Payrolls gains below expectations would also be due to an acute
shortage of workers. The government said on Tuesday that there were
10.6 million job openings at the end of November.
There were signs in November that some unemployed people were
stepping back into the labor market following the end of
government-funded jobless benefits early in the fall. But the
reentry could be slowed by spiraling Omicron cases.
The labor force participation rate, or the proportion of working-age
Americans who have a job or are looking for one, has been slow to
improve since falling to multi-decade lows early in the pandemic.
Economists at Goldman Sachs expect participation will remain about
half a percentage point below the pre-pandemic demographic trend at
the end of the year, with most of the early retirees and some of the
younger and middle-aged workers staying out.
The unemployment and participation rates are being closely watched
by the Federal Reserve as it prepares to start raising interest
rates this year. Minutes of the Fed's Dec. 14-15 policy meeting
published on Wednesday showed officials at the U.S. central bank
viewed the labor market as "very tight." https://www.reuters.com/markets/us/fed-may-need-hike-rates-faster-reduce-balance-sheet-quickly-minutes-show-2022-01-05
The jobless rate plunged four tenths of a percentage point in
November, while the participation rate climbed to 61.8% from 61.6%
in October.
"A further notable drop ahead of the March meeting would be
suggestive of earlier lift-off," said Veronica Clark, an economist
at Citigroup in New York. "If further increases in participation are
accompanied by a largely steady unemployment rate, the start of rate
hikes would more likely come later at the June meeting."
Tightening labor market conditions are highlighted by rising wages.

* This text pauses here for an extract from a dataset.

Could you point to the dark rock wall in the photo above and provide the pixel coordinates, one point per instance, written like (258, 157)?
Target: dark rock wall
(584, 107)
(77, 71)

Average hourly earnings are forecast to have advanced 0.4% in
December. The annual increase is, however, expected to decline to a
still-high 4.2% from 4.8% in November. This is the result of last
year's big gains falling out of the calculation.
Though inflation has outpaced wage gains, consumers have continued
to spend because of massive savings and increased job security,
underpinning the economy. Growth last year is expected to have been
the best since 1984.
(Reporting by Lucia Mutikani; Editing by Dan Burns and Chizu
Nomiyama)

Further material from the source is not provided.